Our FSA was reset as well. However, it does not continue through to the end of the month. It ends today. We have one day to spend a year’s worth of FSA. I’ve been stressing my wife out, trying to ensure any last minute dental work happens today. We’ll make a Costco run to stock up on glasses and contacts. Happily, we won’t need to pay anything back. Getting the dental work and glasses done on that day is a free lunch.

## 6 thoughts on “A New Gig”

1. Frugal Professor says:

Congrats on the new job. I wish you the best of luck!

I just recommended that a friend set up a 401k for a 38-firm business with Employee Fiduciary: https://www.employeefiduciary.com/401k-plan-pricing

They are well reviewed on Bogleheads and incredibly cheap. Perhaps you can suggest the new firm implement something similar?

1. Thanks for the tip! I’ll check it out.

We made it through the FSA deadline successfully. Worthy of it’s own post or at least part of October’s monthly update.

2. Congrats on the new job. My last job at Megacorp was cheap and cut off benefits on the last day of employment. I left mid-month but benefits at Newcorp didn’t start until the beginning of the next month (new hire policy). So I ended up having to pay COBRA coverage for the partial month (I didn’t want a gap in coverage).

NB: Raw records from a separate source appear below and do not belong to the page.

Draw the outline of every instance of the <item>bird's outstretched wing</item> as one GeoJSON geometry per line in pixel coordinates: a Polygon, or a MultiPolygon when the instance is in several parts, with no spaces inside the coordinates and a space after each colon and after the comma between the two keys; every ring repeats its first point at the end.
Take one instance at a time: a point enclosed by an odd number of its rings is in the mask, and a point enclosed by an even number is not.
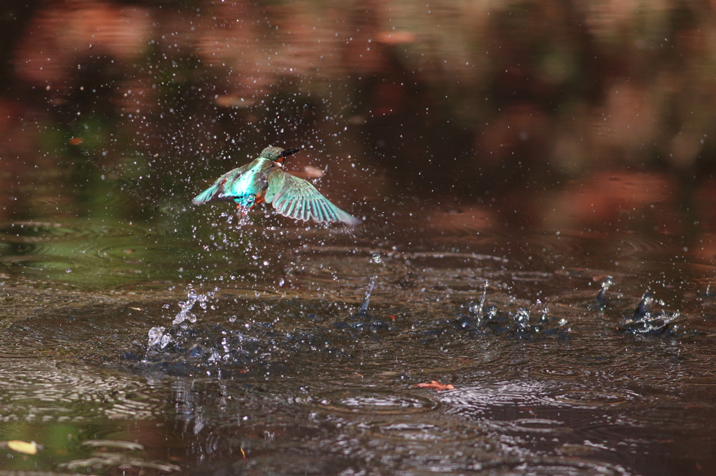
{"type": "Polygon", "coordinates": [[[211,187],[195,197],[191,202],[195,205],[200,205],[209,202],[231,202],[236,197],[232,185],[237,183],[237,179],[248,170],[249,165],[247,164],[228,171],[217,179],[211,187]]]}
{"type": "Polygon", "coordinates": [[[266,172],[268,181],[265,199],[284,217],[304,222],[342,222],[356,225],[360,220],[352,217],[329,201],[310,182],[291,175],[279,167],[266,172]]]}

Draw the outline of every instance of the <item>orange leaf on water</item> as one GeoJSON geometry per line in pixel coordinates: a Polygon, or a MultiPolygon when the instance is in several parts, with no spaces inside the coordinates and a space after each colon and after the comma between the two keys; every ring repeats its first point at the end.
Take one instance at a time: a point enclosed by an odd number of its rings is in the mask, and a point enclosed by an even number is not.
{"type": "Polygon", "coordinates": [[[440,390],[455,390],[455,386],[453,385],[453,384],[448,384],[447,385],[444,385],[437,380],[430,380],[430,383],[429,384],[420,383],[415,385],[415,387],[418,387],[420,388],[434,388],[438,392],[440,392],[440,390]]]}

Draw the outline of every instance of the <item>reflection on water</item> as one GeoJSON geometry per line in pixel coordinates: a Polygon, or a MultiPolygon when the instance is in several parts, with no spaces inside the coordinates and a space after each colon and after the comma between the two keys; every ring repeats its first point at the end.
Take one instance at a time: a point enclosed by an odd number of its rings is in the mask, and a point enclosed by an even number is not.
{"type": "Polygon", "coordinates": [[[716,470],[712,5],[6,10],[0,473],[716,470]]]}

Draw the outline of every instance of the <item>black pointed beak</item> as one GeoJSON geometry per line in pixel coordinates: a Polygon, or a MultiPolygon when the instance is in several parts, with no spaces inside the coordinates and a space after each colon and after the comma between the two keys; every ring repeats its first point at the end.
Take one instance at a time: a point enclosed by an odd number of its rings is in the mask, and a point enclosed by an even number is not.
{"type": "Polygon", "coordinates": [[[283,152],[281,153],[281,157],[287,157],[289,155],[291,155],[291,154],[296,154],[299,150],[301,150],[301,149],[286,149],[286,150],[284,150],[283,152]]]}

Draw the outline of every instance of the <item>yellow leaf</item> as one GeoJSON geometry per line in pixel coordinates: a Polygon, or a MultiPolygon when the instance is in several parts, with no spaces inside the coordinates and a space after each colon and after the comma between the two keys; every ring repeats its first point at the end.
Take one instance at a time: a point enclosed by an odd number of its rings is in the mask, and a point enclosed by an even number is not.
{"type": "Polygon", "coordinates": [[[7,442],[7,447],[19,453],[24,453],[26,455],[37,454],[37,445],[35,444],[35,442],[28,443],[19,440],[13,440],[7,442]]]}

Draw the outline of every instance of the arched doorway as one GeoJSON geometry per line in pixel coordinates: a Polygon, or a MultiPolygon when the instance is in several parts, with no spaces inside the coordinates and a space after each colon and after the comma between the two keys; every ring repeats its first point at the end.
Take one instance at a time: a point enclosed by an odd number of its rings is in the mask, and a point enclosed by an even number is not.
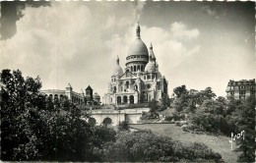
{"type": "Polygon", "coordinates": [[[129,88],[129,82],[128,81],[126,82],[125,84],[126,84],[126,88],[129,88]]]}
{"type": "Polygon", "coordinates": [[[130,95],[130,104],[134,104],[134,96],[130,95]]]}
{"type": "Polygon", "coordinates": [[[120,105],[120,104],[121,104],[121,97],[117,96],[117,105],[120,105]]]}
{"type": "Polygon", "coordinates": [[[90,118],[88,123],[89,123],[89,125],[94,127],[94,126],[96,126],[96,119],[95,118],[90,118]]]}
{"type": "Polygon", "coordinates": [[[123,96],[123,103],[127,103],[127,96],[123,96]]]}
{"type": "Polygon", "coordinates": [[[112,120],[107,117],[103,120],[102,124],[103,124],[104,127],[108,127],[112,124],[112,120]]]}

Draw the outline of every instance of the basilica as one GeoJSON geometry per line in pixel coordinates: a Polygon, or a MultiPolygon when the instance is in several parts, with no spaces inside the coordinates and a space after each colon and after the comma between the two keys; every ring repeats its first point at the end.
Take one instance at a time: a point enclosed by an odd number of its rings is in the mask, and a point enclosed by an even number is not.
{"type": "Polygon", "coordinates": [[[160,102],[168,98],[168,82],[159,71],[153,45],[148,50],[140,32],[138,24],[136,39],[129,47],[124,70],[119,65],[118,56],[116,58],[111,82],[104,94],[106,105],[148,103],[153,99],[160,102]]]}

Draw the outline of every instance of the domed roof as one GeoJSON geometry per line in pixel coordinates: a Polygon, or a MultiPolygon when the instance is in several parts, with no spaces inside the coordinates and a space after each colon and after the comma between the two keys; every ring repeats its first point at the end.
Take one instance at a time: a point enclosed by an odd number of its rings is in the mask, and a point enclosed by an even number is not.
{"type": "Polygon", "coordinates": [[[152,43],[151,43],[151,47],[150,47],[150,56],[151,56],[152,60],[156,62],[156,57],[155,57],[155,54],[153,51],[152,43]]]}
{"type": "Polygon", "coordinates": [[[113,67],[112,76],[121,76],[123,74],[123,70],[119,65],[119,58],[117,56],[116,64],[113,67]]]}
{"type": "Polygon", "coordinates": [[[140,31],[141,31],[141,28],[140,28],[140,26],[138,24],[138,27],[137,27],[137,29],[136,29],[137,38],[131,44],[129,51],[128,51],[128,56],[146,55],[146,56],[149,57],[148,48],[147,48],[146,44],[141,40],[140,31]]]}
{"type": "Polygon", "coordinates": [[[150,60],[149,60],[148,64],[145,67],[145,72],[150,72],[150,73],[156,72],[156,64],[154,61],[152,61],[151,56],[150,56],[150,60]]]}
{"type": "MultiPolygon", "coordinates": [[[[136,39],[130,46],[128,56],[146,55],[149,56],[148,48],[141,39],[136,39]]],[[[128,57],[127,56],[127,57],[128,57]]]]}
{"type": "Polygon", "coordinates": [[[100,96],[96,92],[96,93],[94,94],[94,98],[100,98],[100,96]]]}

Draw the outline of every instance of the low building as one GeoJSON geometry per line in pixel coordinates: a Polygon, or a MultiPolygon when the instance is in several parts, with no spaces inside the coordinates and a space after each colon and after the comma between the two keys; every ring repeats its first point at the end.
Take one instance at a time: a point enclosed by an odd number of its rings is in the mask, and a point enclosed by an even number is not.
{"type": "MultiPolygon", "coordinates": [[[[116,63],[104,94],[106,105],[127,105],[160,101],[168,98],[168,82],[159,71],[159,64],[153,51],[142,41],[140,26],[136,28],[136,39],[131,44],[126,57],[125,69],[116,63]]],[[[122,54],[123,55],[123,54],[122,54]]]]}
{"type": "Polygon", "coordinates": [[[226,86],[226,97],[233,97],[234,99],[245,99],[249,96],[255,98],[256,93],[256,82],[255,79],[253,80],[241,80],[241,81],[232,81],[229,80],[226,86]]]}
{"type": "Polygon", "coordinates": [[[90,85],[86,88],[86,95],[84,94],[84,92],[78,93],[73,91],[73,87],[70,84],[64,90],[45,89],[45,90],[41,90],[40,92],[46,94],[52,99],[58,98],[59,100],[61,100],[62,98],[67,96],[68,99],[71,100],[71,102],[77,104],[93,105],[93,104],[100,103],[100,96],[98,94],[96,94],[97,96],[96,97],[96,101],[94,101],[93,88],[90,85]]]}

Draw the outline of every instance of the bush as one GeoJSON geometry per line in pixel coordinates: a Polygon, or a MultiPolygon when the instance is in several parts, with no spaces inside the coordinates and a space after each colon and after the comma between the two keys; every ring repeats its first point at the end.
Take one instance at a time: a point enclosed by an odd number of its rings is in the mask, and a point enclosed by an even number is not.
{"type": "Polygon", "coordinates": [[[121,133],[116,142],[108,143],[103,151],[104,161],[116,162],[216,161],[222,157],[203,143],[183,145],[169,137],[157,136],[151,131],[121,133]]]}
{"type": "Polygon", "coordinates": [[[118,125],[118,130],[119,131],[128,131],[129,130],[129,124],[126,121],[121,122],[118,125]]]}
{"type": "Polygon", "coordinates": [[[151,119],[158,119],[158,118],[160,118],[160,115],[158,113],[156,113],[156,112],[153,112],[153,113],[151,113],[151,112],[148,112],[148,113],[143,112],[141,120],[151,120],[151,119]]]}
{"type": "Polygon", "coordinates": [[[185,114],[183,113],[178,113],[174,112],[170,116],[166,116],[165,121],[180,121],[180,120],[185,120],[185,114]]]}

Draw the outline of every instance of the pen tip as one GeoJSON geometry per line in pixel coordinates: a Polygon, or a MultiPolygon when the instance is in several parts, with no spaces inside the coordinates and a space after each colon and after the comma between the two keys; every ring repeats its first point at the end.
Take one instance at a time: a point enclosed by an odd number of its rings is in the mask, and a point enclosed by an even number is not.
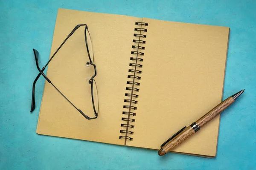
{"type": "Polygon", "coordinates": [[[243,93],[244,93],[244,89],[236,93],[236,94],[231,96],[233,98],[234,100],[236,100],[243,93]]]}
{"type": "Polygon", "coordinates": [[[163,151],[162,149],[160,149],[158,150],[158,155],[160,156],[163,156],[163,155],[165,155],[165,153],[163,151]]]}

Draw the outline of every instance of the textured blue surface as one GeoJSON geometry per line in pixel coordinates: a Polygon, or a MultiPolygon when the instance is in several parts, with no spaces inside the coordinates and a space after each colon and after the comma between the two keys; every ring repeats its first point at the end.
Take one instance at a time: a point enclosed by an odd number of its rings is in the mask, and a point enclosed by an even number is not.
{"type": "MultiPolygon", "coordinates": [[[[256,1],[9,0],[0,1],[0,170],[256,169],[256,1]],[[39,107],[29,112],[38,72],[32,49],[47,62],[59,8],[230,27],[223,97],[246,91],[221,114],[217,157],[160,157],[154,150],[37,135],[39,107]]],[[[44,82],[38,82],[37,106],[44,82]]]]}

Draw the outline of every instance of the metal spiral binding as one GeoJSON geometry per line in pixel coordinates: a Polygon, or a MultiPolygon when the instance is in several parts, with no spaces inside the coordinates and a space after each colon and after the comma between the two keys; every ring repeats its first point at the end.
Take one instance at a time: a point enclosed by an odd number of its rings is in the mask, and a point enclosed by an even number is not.
{"type": "Polygon", "coordinates": [[[144,53],[141,51],[145,49],[143,45],[146,43],[145,38],[147,37],[147,35],[145,33],[148,31],[147,29],[143,28],[148,26],[147,23],[136,22],[135,25],[140,27],[134,28],[134,31],[136,32],[134,34],[134,39],[133,40],[132,42],[134,44],[131,46],[133,50],[131,52],[133,56],[130,57],[131,63],[129,64],[129,66],[133,68],[128,70],[129,74],[127,78],[129,79],[129,80],[126,82],[127,84],[129,85],[130,87],[126,87],[125,90],[127,92],[125,94],[125,96],[128,97],[129,99],[124,99],[124,102],[126,104],[124,105],[123,108],[125,110],[122,112],[124,116],[126,115],[127,117],[122,118],[122,121],[124,122],[123,122],[124,123],[121,124],[121,126],[125,128],[125,130],[120,130],[120,133],[125,134],[125,136],[123,135],[119,136],[119,139],[125,139],[125,145],[126,144],[127,140],[132,141],[133,140],[132,137],[128,135],[133,135],[134,132],[128,130],[129,128],[134,128],[133,123],[135,122],[134,118],[136,113],[134,112],[134,111],[137,110],[136,105],[138,103],[138,101],[136,99],[139,97],[137,92],[140,91],[139,87],[140,85],[140,83],[138,82],[138,81],[141,79],[141,77],[139,76],[139,75],[142,73],[142,71],[140,70],[140,68],[143,66],[141,62],[143,61],[142,57],[144,55],[144,53]],[[142,32],[144,33],[142,34],[142,32]]]}

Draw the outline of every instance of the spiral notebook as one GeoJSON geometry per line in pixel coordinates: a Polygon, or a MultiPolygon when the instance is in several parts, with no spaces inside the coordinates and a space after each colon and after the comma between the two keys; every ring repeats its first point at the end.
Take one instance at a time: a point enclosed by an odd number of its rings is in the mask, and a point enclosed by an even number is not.
{"type": "MultiPolygon", "coordinates": [[[[38,134],[158,150],[221,101],[228,28],[59,9],[51,56],[80,24],[87,25],[93,44],[98,117],[85,119],[47,82],[38,134]]],[[[49,65],[47,75],[93,116],[87,79],[94,71],[86,66],[85,45],[79,28],[49,65]]],[[[215,156],[219,118],[173,152],[215,156]]]]}

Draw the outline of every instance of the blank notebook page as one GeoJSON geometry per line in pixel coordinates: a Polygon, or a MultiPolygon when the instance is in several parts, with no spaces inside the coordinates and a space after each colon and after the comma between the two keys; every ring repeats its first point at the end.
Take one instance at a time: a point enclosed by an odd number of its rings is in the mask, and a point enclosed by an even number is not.
{"type": "MultiPolygon", "coordinates": [[[[143,18],[148,23],[130,146],[163,142],[221,101],[229,28],[143,18]]],[[[215,156],[219,116],[173,151],[215,156]]]]}

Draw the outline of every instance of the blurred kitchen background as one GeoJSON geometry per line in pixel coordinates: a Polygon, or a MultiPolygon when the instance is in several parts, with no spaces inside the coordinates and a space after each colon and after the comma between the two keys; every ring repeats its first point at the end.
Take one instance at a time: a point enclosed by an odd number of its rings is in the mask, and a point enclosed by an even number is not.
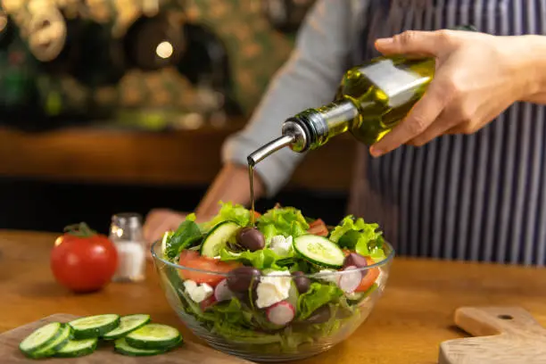
{"type": "MultiPolygon", "coordinates": [[[[117,212],[192,211],[313,3],[1,0],[0,228],[106,232],[117,212]]],[[[337,222],[353,147],[310,154],[257,208],[337,222]]]]}

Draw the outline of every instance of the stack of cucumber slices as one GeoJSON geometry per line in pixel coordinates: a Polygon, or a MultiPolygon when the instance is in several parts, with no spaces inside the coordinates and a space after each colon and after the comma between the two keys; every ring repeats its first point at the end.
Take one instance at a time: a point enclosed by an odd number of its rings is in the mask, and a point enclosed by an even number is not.
{"type": "Polygon", "coordinates": [[[178,330],[150,322],[150,315],[106,314],[51,322],[19,345],[29,358],[75,358],[93,353],[99,340],[114,343],[115,352],[130,356],[164,353],[182,343],[178,330]]]}

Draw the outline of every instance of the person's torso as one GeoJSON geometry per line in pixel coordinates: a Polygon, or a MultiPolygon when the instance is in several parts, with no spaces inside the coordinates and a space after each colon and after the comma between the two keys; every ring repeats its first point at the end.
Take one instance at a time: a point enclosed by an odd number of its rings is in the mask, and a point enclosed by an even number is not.
{"type": "MultiPolygon", "coordinates": [[[[546,0],[371,0],[352,62],[406,29],[472,24],[495,35],[546,34],[546,0]]],[[[476,54],[479,57],[479,54],[476,54]]],[[[378,221],[399,253],[546,262],[545,107],[517,103],[479,132],[379,159],[360,146],[352,212],[378,221]]]]}

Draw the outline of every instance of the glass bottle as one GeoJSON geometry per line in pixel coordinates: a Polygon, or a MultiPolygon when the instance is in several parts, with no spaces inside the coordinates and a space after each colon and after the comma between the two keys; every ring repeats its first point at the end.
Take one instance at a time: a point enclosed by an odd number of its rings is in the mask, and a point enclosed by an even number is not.
{"type": "MultiPolygon", "coordinates": [[[[473,27],[458,27],[476,30],[473,27]]],[[[249,164],[285,146],[303,153],[349,131],[367,145],[378,142],[408,114],[434,76],[434,58],[383,56],[344,74],[335,101],[288,118],[282,136],[249,155],[249,164]]]]}
{"type": "Polygon", "coordinates": [[[139,282],[145,278],[146,244],[142,231],[142,218],[136,213],[112,216],[110,239],[118,250],[118,269],[114,282],[139,282]]]}

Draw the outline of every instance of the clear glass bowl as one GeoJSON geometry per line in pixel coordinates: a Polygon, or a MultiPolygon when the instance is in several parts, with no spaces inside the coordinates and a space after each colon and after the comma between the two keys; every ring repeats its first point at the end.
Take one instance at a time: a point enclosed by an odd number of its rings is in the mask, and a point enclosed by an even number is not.
{"type": "MultiPolygon", "coordinates": [[[[217,316],[209,315],[206,310],[203,310],[205,307],[203,303],[192,301],[185,288],[184,277],[188,277],[188,274],[192,277],[199,274],[202,277],[221,276],[227,278],[228,273],[187,268],[163,260],[161,242],[153,244],[152,254],[169,303],[194,335],[226,353],[252,361],[274,362],[302,360],[326,352],[349,337],[366,321],[383,294],[394,256],[394,251],[389,244],[385,244],[384,250],[386,259],[359,269],[362,273],[368,270],[367,274],[372,274],[370,269],[376,269],[373,272],[374,276],[378,271],[373,289],[359,294],[360,297],[343,295],[339,302],[328,303],[326,306],[327,309],[323,307],[322,310],[315,310],[317,315],[313,313],[306,319],[298,318],[298,305],[297,301],[294,301],[294,319],[288,326],[273,328],[266,318],[265,310],[257,309],[255,305],[245,304],[244,300],[236,300],[240,304],[238,311],[227,314],[219,320],[217,316]],[[322,317],[319,311],[322,311],[322,317]],[[244,322],[236,318],[241,314],[245,317],[244,322]]],[[[335,271],[306,277],[311,281],[325,283],[354,272],[335,271]]],[[[283,278],[285,277],[273,277],[283,278]]],[[[221,304],[228,305],[227,302],[221,304]]]]}

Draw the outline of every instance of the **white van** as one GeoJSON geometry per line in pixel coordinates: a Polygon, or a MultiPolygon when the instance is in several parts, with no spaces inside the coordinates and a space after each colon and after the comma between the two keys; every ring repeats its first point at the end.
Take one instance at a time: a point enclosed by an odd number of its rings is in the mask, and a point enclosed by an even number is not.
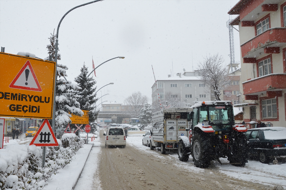
{"type": "Polygon", "coordinates": [[[107,129],[105,136],[105,148],[115,146],[125,148],[126,146],[126,136],[122,127],[111,127],[107,129]]]}

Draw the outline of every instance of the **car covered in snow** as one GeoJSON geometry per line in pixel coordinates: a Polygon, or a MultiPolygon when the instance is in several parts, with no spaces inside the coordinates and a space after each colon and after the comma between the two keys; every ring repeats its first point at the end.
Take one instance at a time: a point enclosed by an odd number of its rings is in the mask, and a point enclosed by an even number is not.
{"type": "Polygon", "coordinates": [[[143,136],[143,138],[142,138],[142,144],[149,147],[150,146],[150,141],[151,140],[150,131],[148,131],[143,136]]]}
{"type": "Polygon", "coordinates": [[[126,136],[122,127],[110,127],[107,129],[105,136],[105,148],[109,146],[125,148],[126,146],[126,136]]]}
{"type": "Polygon", "coordinates": [[[261,127],[248,129],[245,132],[249,142],[250,157],[258,158],[268,164],[275,156],[286,156],[286,128],[261,127]]]}
{"type": "Polygon", "coordinates": [[[26,137],[34,137],[38,130],[39,127],[30,127],[27,129],[26,131],[26,137]]]}
{"type": "Polygon", "coordinates": [[[132,127],[127,130],[128,136],[143,136],[145,134],[145,131],[141,127],[132,127]]]}

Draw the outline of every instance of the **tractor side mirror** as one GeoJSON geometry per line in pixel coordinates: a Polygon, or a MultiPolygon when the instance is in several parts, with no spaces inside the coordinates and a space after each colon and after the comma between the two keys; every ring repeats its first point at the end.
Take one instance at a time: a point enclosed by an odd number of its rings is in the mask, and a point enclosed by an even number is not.
{"type": "Polygon", "coordinates": [[[188,121],[190,121],[194,117],[194,112],[191,111],[188,114],[188,119],[187,120],[188,121]]]}

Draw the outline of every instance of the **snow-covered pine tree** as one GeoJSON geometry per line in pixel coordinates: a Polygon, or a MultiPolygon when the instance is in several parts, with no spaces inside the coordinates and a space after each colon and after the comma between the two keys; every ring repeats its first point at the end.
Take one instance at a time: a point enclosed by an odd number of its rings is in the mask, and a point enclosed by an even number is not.
{"type": "Polygon", "coordinates": [[[94,106],[97,101],[96,95],[94,94],[96,87],[94,88],[94,85],[96,84],[96,81],[93,79],[92,77],[88,77],[88,68],[84,64],[84,66],[80,69],[80,73],[75,79],[74,81],[78,83],[81,89],[78,91],[78,94],[81,98],[78,99],[78,101],[80,104],[82,110],[88,110],[89,116],[89,124],[91,129],[90,132],[93,132],[96,131],[96,122],[98,111],[95,110],[95,107],[94,106]]]}
{"type": "MultiPolygon", "coordinates": [[[[55,36],[48,38],[50,44],[47,45],[48,54],[52,54],[52,60],[54,61],[55,55],[55,36]]],[[[48,60],[49,57],[44,59],[48,60]]],[[[58,55],[58,60],[60,60],[60,55],[58,55]]],[[[77,101],[80,96],[77,93],[80,87],[71,81],[59,78],[61,77],[67,76],[66,71],[68,68],[66,66],[58,64],[57,68],[57,84],[55,92],[55,125],[57,127],[65,127],[68,123],[71,123],[70,114],[82,116],[84,113],[80,109],[80,103],[77,101]]],[[[50,122],[51,123],[51,120],[50,122]]]]}
{"type": "MultiPolygon", "coordinates": [[[[52,54],[52,61],[55,61],[55,38],[57,37],[56,35],[55,35],[55,29],[54,29],[54,32],[53,34],[51,33],[51,36],[49,38],[48,38],[50,39],[50,44],[47,45],[46,48],[48,48],[48,54],[52,54]]],[[[59,51],[58,47],[57,48],[58,52],[59,51]]],[[[61,60],[61,54],[57,53],[57,58],[58,60],[61,60]]],[[[45,60],[49,60],[49,56],[48,56],[44,59],[45,60]]]]}
{"type": "Polygon", "coordinates": [[[146,126],[152,122],[152,112],[151,105],[148,103],[144,103],[139,116],[140,122],[144,124],[144,126],[146,126]]]}

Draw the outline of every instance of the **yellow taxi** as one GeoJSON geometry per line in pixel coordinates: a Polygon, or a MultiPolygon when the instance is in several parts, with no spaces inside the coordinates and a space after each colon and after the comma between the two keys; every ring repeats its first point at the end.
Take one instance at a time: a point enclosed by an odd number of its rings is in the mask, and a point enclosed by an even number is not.
{"type": "Polygon", "coordinates": [[[26,137],[34,136],[38,130],[39,127],[30,127],[26,132],[26,137]]]}

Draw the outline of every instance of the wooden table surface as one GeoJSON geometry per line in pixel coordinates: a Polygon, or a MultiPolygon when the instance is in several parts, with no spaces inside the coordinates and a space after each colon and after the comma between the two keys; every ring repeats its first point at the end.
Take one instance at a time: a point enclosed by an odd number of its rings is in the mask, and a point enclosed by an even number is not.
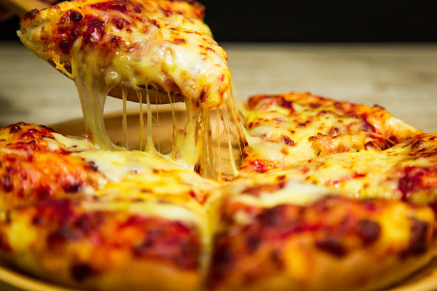
{"type": "MultiPolygon", "coordinates": [[[[240,96],[310,91],[385,107],[437,132],[437,44],[225,43],[240,96]]],[[[135,103],[131,107],[137,107],[135,103]]],[[[108,98],[105,112],[121,108],[108,98]]],[[[20,43],[0,43],[0,126],[81,116],[73,82],[20,43]]]]}

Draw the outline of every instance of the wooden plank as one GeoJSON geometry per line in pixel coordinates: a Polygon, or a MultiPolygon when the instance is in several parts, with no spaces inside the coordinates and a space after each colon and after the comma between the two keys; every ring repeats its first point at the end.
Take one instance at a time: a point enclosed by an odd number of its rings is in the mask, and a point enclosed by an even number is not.
{"type": "MultiPolygon", "coordinates": [[[[379,104],[437,132],[437,44],[224,44],[242,98],[257,93],[311,93],[379,104]]],[[[50,124],[81,116],[73,82],[19,43],[0,43],[0,126],[50,124]]],[[[106,112],[121,108],[107,100],[106,112]]],[[[134,103],[129,108],[136,108],[134,103]]]]}

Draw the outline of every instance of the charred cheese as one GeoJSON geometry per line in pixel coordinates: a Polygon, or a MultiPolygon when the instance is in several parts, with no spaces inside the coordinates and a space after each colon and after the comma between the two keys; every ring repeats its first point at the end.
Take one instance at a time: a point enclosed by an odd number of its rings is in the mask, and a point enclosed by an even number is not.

Draining FSAs can be a pain. My kid needs ortho work and I put it on the no-interest payment plan. Last year, I pre-paid a bit more than the payment schedule which made it easy to fully drain my FSA.

1. Thanks for the comment.

Ortho work is a great way to drain FSAs. It’s also pretty easy to gauge how much you’ll need to spend and how far in the future so FSAs work out well.

3. What a memorable time we spent together at StartupInc. I’ll forever remember the sick burns we ripped on one another whilst at lunch, the outrageous questions/schemes we hatched, and the loss of the greatest Peruvian chicken restaurant.

Best of luck to you in the journey ahead!

1. Thanks bkvaluemeal! I hope our paths cross again in the future!